For the cloning of the targeted cell surface sublibrary, we followed the custom sgRNA library cloning protocol as described by Joung et al. (Joung et al., 2017). We utilized the pgRNA-humanized backbone (Addgene, plasmid #44248). To optimize this plasmid for cloning the library, we first replaced the sgRNA with a 1.9kb stuffer derived from the lentiGuide-Puro plasmid (Addgene, plasmid #52963) with flanking BfuAI cut sites. This stuffer was excised using the BfuAI restriction enzyme (NEB, #R0701) and the linear backbone was gel purified (Zymo, #D4007). We designed a targeted library to include all genes matching Gene Ontology for “Cell Surface”, “‘T cell receptor signaling pathway”, or “cytokine receptor activity”. In total we included 1211 genes with 4 guides per gene, and 48 non-targeting controls (Table S1). Guides were subsetted from the Brunello sgRNA library (Doench et al., 2016), and the pooled oligo library was ordered from Twist Bioscience to match the vector backbone. Oligos were PCR amplified and cloned into the modified pgRNA-humanized backbone by Gibson assembly as described by Joung et al. (Joung et al., 2017). For the genome-wide screens, the Brunello plasmid library in the lentiGuide-Puro backbone (Addgene, cat. 73178) was a gift from David Root and John Doench. The library was amplified using Endura ElectroCompetent Cells following the manufacturer’s protocol (Endura, Cat #60242–1).

SLICE adapted to CROP-Seq

The backbone plasmid used to clone the CROP-Seq library was CROPseq-Guide-Puro, purchased from Addgene (Addgene. Plasmid #86708). This library consisted of 20 gene targets (2 guides per gene selected from hits in the GW screen) and 8 non-targeting control guides, for a total of 48 guides (Table S5). Oligos for these library guides were purchased from Integrated DNA Technologies (IDT) and cloned into the CROPseq-Guide-Puro plasmid backbone using the methods described by Datlinger et al. (Datlinger et al., 2017).
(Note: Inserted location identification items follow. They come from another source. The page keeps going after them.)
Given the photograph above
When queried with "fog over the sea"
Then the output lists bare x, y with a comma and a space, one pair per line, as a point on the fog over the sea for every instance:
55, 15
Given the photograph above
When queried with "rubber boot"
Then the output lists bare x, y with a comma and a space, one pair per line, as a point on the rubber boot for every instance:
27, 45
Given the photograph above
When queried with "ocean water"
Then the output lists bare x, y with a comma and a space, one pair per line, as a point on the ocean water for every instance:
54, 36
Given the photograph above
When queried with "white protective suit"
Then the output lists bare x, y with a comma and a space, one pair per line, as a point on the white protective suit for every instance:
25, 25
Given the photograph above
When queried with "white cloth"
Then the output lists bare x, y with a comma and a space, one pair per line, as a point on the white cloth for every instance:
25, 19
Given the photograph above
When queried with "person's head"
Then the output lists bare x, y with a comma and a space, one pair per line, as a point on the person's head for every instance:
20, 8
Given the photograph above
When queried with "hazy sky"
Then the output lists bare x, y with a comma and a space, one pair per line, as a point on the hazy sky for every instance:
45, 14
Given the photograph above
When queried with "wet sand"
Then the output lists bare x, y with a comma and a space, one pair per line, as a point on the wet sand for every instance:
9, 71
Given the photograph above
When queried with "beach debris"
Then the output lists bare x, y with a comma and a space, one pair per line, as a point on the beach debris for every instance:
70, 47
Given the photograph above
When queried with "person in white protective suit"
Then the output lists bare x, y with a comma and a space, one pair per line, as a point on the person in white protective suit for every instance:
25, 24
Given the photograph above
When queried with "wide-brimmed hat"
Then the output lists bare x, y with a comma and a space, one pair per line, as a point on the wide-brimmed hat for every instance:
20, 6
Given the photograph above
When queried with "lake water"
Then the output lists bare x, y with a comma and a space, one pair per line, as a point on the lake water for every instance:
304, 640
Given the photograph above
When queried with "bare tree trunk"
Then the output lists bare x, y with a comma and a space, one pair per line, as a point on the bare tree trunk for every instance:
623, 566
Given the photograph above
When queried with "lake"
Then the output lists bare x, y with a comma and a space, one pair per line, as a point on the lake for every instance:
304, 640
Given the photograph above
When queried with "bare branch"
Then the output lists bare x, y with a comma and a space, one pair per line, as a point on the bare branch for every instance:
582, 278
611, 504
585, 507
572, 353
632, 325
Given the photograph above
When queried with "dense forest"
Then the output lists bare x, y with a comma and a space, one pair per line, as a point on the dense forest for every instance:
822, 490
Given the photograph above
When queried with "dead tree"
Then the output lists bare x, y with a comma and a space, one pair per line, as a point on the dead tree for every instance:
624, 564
Lentivirus was produced from this pooled plasmid library and used to transduce CD8+ T cells from two healthy donors, as above. 48 hours after transduction, 1e6 cells were resuspended in P3 buffer and 3μL of Cas9 (Stock 40μM) was added. Cells were transferred to a 96 well electroporation cuvette plate (Lonza, cat #VVPA-1002) for nucleofection using the pulse code EH115. 24 hours post nucleofection, cells were treated with 2.5ug/mL Puromycin for three days, and subsequently sorted for live cells using Ghost Dye 710 (Tonbo Biosciences, Cat #13–0871). Two days post sorting, cells were restimulated as above. 36 hours post restimulation, cells were collected, counted, and prepared for Illumina sequencing by Chromium Single Cell 3’ v2 (PN-120237), as per manufacturer protocol.
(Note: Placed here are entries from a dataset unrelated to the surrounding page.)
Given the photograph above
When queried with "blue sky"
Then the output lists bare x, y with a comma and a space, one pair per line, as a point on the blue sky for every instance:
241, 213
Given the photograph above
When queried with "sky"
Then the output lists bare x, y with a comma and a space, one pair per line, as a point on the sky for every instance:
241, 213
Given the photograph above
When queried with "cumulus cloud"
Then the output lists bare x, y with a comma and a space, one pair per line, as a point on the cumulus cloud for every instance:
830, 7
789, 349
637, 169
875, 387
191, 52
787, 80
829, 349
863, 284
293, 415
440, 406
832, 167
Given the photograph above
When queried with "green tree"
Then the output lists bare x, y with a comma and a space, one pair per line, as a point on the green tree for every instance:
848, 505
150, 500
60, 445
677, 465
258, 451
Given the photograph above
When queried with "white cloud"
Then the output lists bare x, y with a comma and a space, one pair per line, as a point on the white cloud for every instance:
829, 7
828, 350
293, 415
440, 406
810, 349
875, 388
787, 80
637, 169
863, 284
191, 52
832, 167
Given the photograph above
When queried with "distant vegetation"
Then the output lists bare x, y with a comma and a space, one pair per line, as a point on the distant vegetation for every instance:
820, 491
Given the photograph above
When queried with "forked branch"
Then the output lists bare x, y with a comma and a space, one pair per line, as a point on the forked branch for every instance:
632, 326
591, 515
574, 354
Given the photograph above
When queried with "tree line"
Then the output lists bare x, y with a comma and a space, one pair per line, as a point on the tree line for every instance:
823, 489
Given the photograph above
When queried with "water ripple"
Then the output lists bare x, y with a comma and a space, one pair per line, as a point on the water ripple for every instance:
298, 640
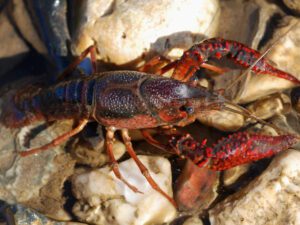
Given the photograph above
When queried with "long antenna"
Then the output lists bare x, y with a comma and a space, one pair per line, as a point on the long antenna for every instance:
262, 55
248, 114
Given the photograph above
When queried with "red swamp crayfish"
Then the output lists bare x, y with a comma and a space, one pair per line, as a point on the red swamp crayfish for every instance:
125, 100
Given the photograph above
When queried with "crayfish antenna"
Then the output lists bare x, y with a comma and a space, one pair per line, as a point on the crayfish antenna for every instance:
248, 114
262, 56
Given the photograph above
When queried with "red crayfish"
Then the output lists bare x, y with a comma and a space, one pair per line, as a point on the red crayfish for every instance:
124, 100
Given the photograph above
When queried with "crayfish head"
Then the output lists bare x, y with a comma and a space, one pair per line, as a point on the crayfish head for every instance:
178, 103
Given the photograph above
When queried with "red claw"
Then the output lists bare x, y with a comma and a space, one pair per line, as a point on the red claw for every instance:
234, 150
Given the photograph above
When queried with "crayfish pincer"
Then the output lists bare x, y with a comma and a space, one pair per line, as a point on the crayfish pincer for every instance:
119, 100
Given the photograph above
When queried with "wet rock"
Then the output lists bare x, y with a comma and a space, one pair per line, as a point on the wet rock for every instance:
270, 106
103, 199
265, 200
25, 25
231, 175
131, 29
253, 17
293, 5
193, 221
295, 98
14, 49
285, 55
37, 180
222, 120
18, 214
289, 124
196, 188
95, 155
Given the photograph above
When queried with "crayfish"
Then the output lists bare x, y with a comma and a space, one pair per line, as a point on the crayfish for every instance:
125, 100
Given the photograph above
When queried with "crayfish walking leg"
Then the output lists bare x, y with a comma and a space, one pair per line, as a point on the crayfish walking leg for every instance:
231, 151
196, 57
143, 169
115, 166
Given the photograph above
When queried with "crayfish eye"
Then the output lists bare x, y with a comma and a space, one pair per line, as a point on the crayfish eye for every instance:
187, 109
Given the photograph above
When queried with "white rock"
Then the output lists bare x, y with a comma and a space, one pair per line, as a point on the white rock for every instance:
272, 198
103, 199
35, 181
126, 30
286, 56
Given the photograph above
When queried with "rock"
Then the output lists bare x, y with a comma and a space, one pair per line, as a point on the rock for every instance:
271, 105
125, 31
104, 199
253, 17
265, 200
35, 181
13, 49
293, 5
22, 18
285, 55
231, 175
295, 98
95, 155
193, 221
223, 120
196, 188
18, 214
CROP-seq Guide Reamplification

For the guide reamplification, samples were amplified and barcoded using a two-step PCR protocol. First, each sample was divided into 8 PCR reactions with 0.1ng template of cDNA each. Each 25μL reaction consisted of 1.25μL P5 forward primer, 1.25μL Nextera Read 2 reverse primer, priming to the U6 promoter to enrich for guides, 12.5μL NEBNext Ultra II Q5 Master Mix (NEB, cat #M0544L), 0.1ng template, and water to 25μL. The PCR cycling conditions were: 3 minutes at 98°C, followed by 10 seconds at 98°C, 10 seconds at 62°C, 25 seconds at 72°C, for 10 cycles, and a final 2 minute extension at 72°C. After the PCR, all reactions were pooled for each sample and purified using Agencourt AMPure XP SPRI beads per the manufacturer’s protocol. Next, 1μL was taken from each purified PCR product to go into a second PCR for indexing. Each reaction included 1μL of PCR product, 12.5 μL NEBNext Ultra II Q5 Master Mix (NEB, cat #M0544L), 1.25μL P5 forward primer, 1.25μL Illumina i7 primer, and water to 25μL. The PCR cycling conditions were: 3 minutes at 98°C, followed by 10 seconds at 98°C, 10 seconds at 62°C, 25 seconds at 72°C, for 10 cycles, and a final 2 minute extension at 72°C. After the PCR, all reactions were SPRI purified and quantified using the Qubit dsDNA high sensitivity assay kit (Thermo Fisher Scientific, cat# Q32854) and run on a gel to confirm size. Samples were then sequenced on a MiniSeq instrument (Illumina).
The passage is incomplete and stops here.